I have the following dataframe
column1 column2
0 Paul xx
1 John aa
2 Paul gg
3 John xx
4 John bb
5 George gg
6 Paul gg
7 john xx
.
n Jonathan ff
I want to have the information of each person in one row. On the same row I want to have the index but in another column. So I want a dataframe like this:
column1 column2 column3
0 Paul 0,2,6 xx, gg, gg
1 John 1,3,4,7 aa, xx, bb, xx
5 George 5 gg
.
.
.
n Jonathan n ff
In order to make the above dataframe i execute
df2 = df.reset_index().groupby('column1').agg(list).reset_index()
ix = pd.Index(df2['index'].str.get(0)).rename(None)
df3 = df2.set_index(ix).sort_index()
df3
Which returns:
column1 index column2
0 Paul [0, 2, 6] [xx, gg, gg]
1 John [1, 3, 4, 7] [aa, xx, bb,xx]
5 George [5] [gg]
After that, I delete column1 and index.
To have the values of column2 in a format, not represented as list I execute:
def transform_list(df3):
df3['column2'] = df3['column2'].apply(lambda x: ','.join(x))
return df3
dfb=transform_list(df3)
df3.head()
which return:
column2
0 xx, gg, gg
1 aa, xx, bb,xx
5 gg
So now what I want is to have the unique values of each row
so my final dataframe will be
column2
0 xx, gg
1 aa, xx, bb
5 gg
Any ideas?
CodePudding user response:
You could transform each list to a set and then back to a list, to eliminate duplicate entries. This could be done within your lambda function:
import pandas as pd
df = pd.DataFrame({'column2': [['xx', 'gg', 'gg'],
['aa', 'xx', 'bb', 'xx'],
['gg']]},
index=[0, 1, 5])
df['column2'] = df.column2.apply(lambda x: ', '.join(list(set(x))))
df
column2
0 gg, xx
1 bb, xx, aa
5 gg
CodePudding user response:
As long as the order of the elements in your output doesn't matter, you can redefine your function as follows:
def transform_list(df3):
df3['column2'] = df3['column2'].apply(lambda x: ','.join(set(x)))
return df3
A set contains inherently only unique elements, so converting the list x to a set will discard any duplicates. Sets are inherently unordered however, so you may get unintended results if order matters.
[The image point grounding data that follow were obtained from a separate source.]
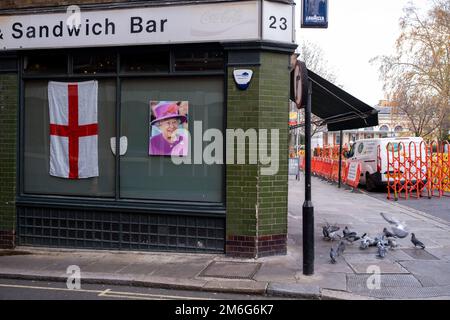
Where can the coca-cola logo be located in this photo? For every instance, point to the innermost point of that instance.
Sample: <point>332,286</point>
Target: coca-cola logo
<point>221,17</point>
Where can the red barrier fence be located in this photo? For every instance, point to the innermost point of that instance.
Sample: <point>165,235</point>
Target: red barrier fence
<point>412,170</point>
<point>415,169</point>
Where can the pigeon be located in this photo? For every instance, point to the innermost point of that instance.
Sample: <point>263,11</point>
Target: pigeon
<point>392,244</point>
<point>381,250</point>
<point>364,243</point>
<point>346,231</point>
<point>325,232</point>
<point>416,241</point>
<point>388,234</point>
<point>398,228</point>
<point>330,232</point>
<point>333,255</point>
<point>341,248</point>
<point>352,237</point>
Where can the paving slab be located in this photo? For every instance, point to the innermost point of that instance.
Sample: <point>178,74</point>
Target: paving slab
<point>297,290</point>
<point>437,272</point>
<point>231,270</point>
<point>242,286</point>
<point>332,280</point>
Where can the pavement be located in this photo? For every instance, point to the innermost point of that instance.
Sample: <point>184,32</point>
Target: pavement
<point>405,273</point>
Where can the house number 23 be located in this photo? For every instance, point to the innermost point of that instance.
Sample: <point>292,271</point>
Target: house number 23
<point>282,24</point>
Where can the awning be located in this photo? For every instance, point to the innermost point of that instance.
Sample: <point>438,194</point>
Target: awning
<point>338,109</point>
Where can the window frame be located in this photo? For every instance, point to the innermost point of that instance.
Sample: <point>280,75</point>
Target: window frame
<point>65,201</point>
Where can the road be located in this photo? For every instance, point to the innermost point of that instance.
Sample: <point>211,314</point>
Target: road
<point>437,207</point>
<point>12,289</point>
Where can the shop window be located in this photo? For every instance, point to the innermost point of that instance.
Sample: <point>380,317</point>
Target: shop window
<point>156,177</point>
<point>198,60</point>
<point>45,64</point>
<point>37,179</point>
<point>145,62</point>
<point>94,63</point>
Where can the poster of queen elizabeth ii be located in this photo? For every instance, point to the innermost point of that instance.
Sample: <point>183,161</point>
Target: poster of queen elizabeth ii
<point>169,128</point>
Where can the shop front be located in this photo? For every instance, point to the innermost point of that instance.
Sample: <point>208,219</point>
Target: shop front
<point>95,101</point>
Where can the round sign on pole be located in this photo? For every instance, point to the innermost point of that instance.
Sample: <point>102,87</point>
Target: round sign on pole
<point>300,84</point>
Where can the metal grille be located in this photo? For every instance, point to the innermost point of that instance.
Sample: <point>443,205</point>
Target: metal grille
<point>122,231</point>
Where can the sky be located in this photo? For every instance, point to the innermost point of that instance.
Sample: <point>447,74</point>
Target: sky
<point>358,30</point>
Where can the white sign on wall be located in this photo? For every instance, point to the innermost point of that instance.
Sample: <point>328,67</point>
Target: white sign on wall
<point>278,22</point>
<point>234,21</point>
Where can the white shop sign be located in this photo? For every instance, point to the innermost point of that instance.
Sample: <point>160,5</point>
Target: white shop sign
<point>236,21</point>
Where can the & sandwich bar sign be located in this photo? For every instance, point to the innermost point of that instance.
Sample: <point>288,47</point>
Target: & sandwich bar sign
<point>233,21</point>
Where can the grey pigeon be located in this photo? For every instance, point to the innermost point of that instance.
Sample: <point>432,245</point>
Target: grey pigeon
<point>341,248</point>
<point>416,242</point>
<point>398,228</point>
<point>325,231</point>
<point>392,244</point>
<point>333,255</point>
<point>388,234</point>
<point>364,243</point>
<point>346,231</point>
<point>381,250</point>
<point>329,232</point>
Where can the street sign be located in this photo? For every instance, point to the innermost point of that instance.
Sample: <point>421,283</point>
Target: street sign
<point>293,166</point>
<point>314,14</point>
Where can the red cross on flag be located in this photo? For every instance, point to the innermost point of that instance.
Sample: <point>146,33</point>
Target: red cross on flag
<point>73,129</point>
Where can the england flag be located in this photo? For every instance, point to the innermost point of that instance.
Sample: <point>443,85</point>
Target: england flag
<point>73,129</point>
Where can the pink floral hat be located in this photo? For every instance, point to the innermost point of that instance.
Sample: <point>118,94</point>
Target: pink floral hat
<point>166,111</point>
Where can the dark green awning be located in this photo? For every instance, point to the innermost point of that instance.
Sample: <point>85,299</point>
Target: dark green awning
<point>338,109</point>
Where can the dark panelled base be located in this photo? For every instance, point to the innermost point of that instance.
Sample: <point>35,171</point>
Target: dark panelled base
<point>248,247</point>
<point>119,231</point>
<point>7,239</point>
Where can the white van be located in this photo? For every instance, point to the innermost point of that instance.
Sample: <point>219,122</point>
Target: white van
<point>372,156</point>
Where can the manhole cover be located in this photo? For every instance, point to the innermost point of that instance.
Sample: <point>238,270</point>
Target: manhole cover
<point>359,282</point>
<point>419,254</point>
<point>231,270</point>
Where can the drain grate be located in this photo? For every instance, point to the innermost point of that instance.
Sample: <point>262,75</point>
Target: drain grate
<point>419,254</point>
<point>231,270</point>
<point>358,282</point>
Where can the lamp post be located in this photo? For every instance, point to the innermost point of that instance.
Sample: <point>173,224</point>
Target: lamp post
<point>308,208</point>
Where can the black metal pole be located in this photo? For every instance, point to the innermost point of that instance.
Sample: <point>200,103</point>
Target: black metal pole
<point>340,158</point>
<point>308,209</point>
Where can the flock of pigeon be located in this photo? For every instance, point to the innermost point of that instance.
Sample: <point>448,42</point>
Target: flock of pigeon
<point>385,241</point>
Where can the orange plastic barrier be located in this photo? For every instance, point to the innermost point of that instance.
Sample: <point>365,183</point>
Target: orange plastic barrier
<point>414,168</point>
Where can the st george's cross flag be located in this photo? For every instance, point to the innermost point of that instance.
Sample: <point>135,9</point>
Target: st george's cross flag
<point>73,129</point>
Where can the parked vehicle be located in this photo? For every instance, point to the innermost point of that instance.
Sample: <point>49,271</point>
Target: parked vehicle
<point>372,155</point>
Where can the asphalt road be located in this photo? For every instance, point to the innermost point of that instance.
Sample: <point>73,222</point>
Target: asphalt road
<point>437,207</point>
<point>12,289</point>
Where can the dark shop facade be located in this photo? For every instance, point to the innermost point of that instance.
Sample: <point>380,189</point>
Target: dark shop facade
<point>91,95</point>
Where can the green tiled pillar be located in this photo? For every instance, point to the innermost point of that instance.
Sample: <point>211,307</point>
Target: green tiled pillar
<point>8,132</point>
<point>257,203</point>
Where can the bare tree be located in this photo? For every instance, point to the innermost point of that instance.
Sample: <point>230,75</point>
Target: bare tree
<point>418,75</point>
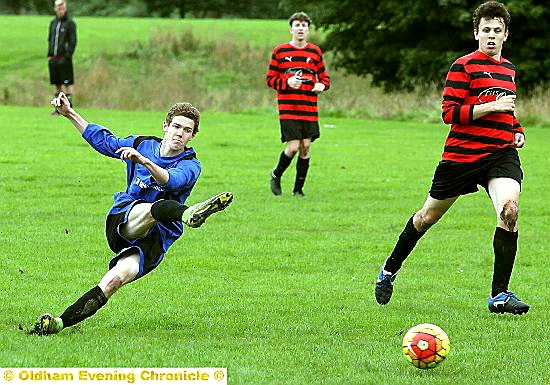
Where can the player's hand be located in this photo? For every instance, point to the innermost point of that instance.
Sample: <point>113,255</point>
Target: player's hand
<point>130,153</point>
<point>505,104</point>
<point>519,140</point>
<point>295,81</point>
<point>61,103</point>
<point>318,88</point>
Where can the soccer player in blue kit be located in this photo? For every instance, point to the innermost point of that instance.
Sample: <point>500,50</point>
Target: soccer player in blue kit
<point>147,218</point>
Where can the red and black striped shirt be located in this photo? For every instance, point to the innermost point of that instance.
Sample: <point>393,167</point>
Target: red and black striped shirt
<point>476,79</point>
<point>287,60</point>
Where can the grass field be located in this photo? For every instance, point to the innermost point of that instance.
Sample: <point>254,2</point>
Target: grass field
<point>278,290</point>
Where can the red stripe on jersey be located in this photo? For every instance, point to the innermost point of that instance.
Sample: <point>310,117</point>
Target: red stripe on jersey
<point>286,60</point>
<point>472,80</point>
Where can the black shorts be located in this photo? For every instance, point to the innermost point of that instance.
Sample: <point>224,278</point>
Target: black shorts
<point>299,129</point>
<point>149,247</point>
<point>452,179</point>
<point>61,71</point>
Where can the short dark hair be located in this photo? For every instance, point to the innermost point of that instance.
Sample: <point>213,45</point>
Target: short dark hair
<point>491,10</point>
<point>187,110</point>
<point>300,16</point>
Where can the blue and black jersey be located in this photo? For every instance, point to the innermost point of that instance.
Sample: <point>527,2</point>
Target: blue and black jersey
<point>183,169</point>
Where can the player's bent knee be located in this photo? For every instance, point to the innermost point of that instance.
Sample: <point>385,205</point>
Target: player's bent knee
<point>429,219</point>
<point>509,215</point>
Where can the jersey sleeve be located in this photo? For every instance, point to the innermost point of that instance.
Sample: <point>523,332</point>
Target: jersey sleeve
<point>274,78</point>
<point>322,73</point>
<point>104,141</point>
<point>457,86</point>
<point>183,175</point>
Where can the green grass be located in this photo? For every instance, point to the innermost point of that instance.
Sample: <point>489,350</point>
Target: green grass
<point>278,290</point>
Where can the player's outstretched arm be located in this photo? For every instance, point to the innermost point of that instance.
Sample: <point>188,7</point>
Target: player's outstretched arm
<point>63,106</point>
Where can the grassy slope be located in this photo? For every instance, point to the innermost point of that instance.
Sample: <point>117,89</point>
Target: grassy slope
<point>24,39</point>
<point>277,290</point>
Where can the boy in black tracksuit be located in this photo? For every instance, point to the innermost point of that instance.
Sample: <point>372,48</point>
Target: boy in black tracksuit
<point>61,46</point>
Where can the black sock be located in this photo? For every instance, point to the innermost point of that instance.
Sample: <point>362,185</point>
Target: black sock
<point>84,307</point>
<point>167,211</point>
<point>302,165</point>
<point>505,246</point>
<point>284,162</point>
<point>404,246</point>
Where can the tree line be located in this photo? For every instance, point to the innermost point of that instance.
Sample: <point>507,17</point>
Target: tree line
<point>399,43</point>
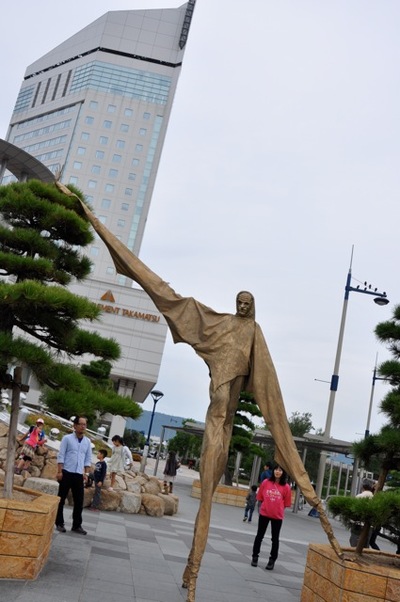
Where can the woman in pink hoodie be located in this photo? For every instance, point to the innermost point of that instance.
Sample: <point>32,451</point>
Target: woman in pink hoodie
<point>275,495</point>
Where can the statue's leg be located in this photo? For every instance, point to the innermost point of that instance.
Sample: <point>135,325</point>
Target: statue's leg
<point>214,456</point>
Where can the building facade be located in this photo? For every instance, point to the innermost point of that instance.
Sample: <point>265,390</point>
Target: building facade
<point>95,109</point>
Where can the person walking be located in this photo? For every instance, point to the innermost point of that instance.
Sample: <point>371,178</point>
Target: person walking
<point>275,495</point>
<point>99,476</point>
<point>171,466</point>
<point>250,503</point>
<point>33,439</point>
<point>127,457</point>
<point>74,459</point>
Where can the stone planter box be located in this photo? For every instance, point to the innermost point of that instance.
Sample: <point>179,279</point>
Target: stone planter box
<point>26,530</point>
<point>224,494</point>
<point>372,577</point>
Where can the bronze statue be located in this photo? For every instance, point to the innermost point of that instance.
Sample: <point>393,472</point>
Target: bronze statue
<point>238,359</point>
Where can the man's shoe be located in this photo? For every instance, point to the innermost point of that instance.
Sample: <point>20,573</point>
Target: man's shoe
<point>79,530</point>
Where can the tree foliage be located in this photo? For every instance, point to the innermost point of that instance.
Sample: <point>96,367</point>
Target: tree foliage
<point>41,236</point>
<point>185,444</point>
<point>384,508</point>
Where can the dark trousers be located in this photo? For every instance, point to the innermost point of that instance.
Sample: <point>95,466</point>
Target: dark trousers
<point>97,496</point>
<point>71,481</point>
<point>276,525</point>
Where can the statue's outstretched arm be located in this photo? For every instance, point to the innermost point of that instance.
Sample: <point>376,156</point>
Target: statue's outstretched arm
<point>127,264</point>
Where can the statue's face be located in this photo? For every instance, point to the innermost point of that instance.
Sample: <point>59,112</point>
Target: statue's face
<point>244,305</point>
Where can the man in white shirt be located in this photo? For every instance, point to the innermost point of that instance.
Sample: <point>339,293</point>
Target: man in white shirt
<point>73,460</point>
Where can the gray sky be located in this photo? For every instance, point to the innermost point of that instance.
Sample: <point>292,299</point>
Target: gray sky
<point>282,152</point>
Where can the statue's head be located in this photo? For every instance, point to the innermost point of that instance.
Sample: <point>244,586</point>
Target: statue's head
<point>245,305</point>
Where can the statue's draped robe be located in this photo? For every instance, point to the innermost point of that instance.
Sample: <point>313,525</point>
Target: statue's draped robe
<point>231,346</point>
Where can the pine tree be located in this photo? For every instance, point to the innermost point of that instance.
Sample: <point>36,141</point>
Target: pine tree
<point>41,236</point>
<point>383,510</point>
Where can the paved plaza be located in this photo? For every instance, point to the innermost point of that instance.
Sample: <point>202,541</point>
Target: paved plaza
<point>138,558</point>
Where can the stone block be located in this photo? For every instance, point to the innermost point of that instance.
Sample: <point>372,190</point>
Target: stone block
<point>130,502</point>
<point>152,486</point>
<point>48,486</point>
<point>153,505</point>
<point>133,486</point>
<point>170,504</point>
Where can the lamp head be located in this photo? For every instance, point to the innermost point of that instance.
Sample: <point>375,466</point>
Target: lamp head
<point>381,301</point>
<point>156,395</point>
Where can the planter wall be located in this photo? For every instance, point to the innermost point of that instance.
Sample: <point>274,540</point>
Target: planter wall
<point>26,530</point>
<point>224,494</point>
<point>328,579</point>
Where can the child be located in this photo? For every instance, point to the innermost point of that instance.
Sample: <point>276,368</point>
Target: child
<point>117,461</point>
<point>250,503</point>
<point>33,438</point>
<point>99,476</point>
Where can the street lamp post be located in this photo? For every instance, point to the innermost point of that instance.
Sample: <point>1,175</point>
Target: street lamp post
<point>379,299</point>
<point>355,481</point>
<point>371,399</point>
<point>156,395</point>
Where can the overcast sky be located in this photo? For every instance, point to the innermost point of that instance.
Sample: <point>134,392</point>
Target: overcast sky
<point>282,152</point>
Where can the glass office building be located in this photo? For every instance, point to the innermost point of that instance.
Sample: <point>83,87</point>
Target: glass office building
<point>96,110</point>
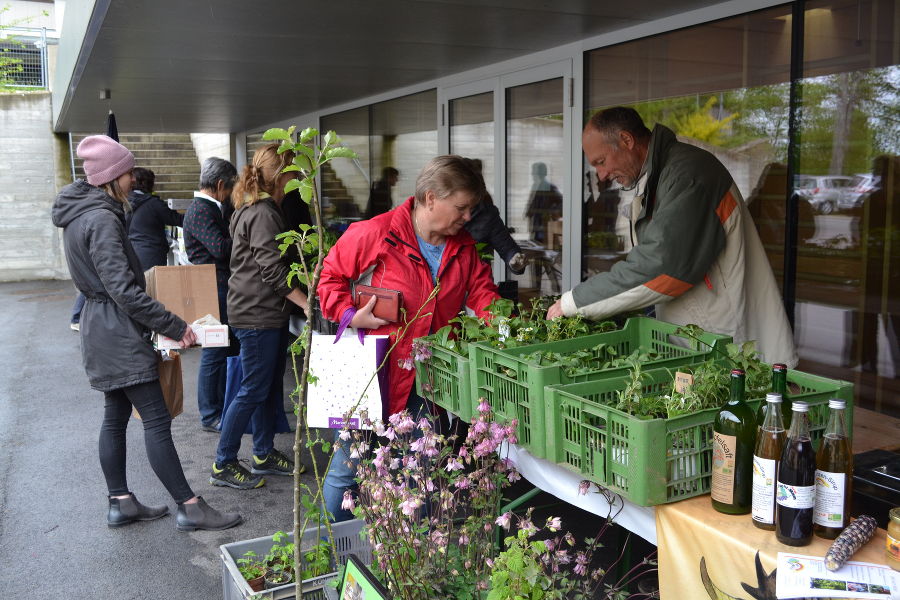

If order does matter, you can use the version
def transform_list(df3):
df3['column2'] = df3['column2'].apply(lambda x: ','.join(list(dict.fromkeys(x))))
return df3
This creates a dictionary (which is insertion ordered) with keys from your initial list x, and since the keys can't be multiply defined, we end up with only the unique elements. Converting back to a list takes the keys from the dictionary, and the rest of the workflow can continue as needed without alteration.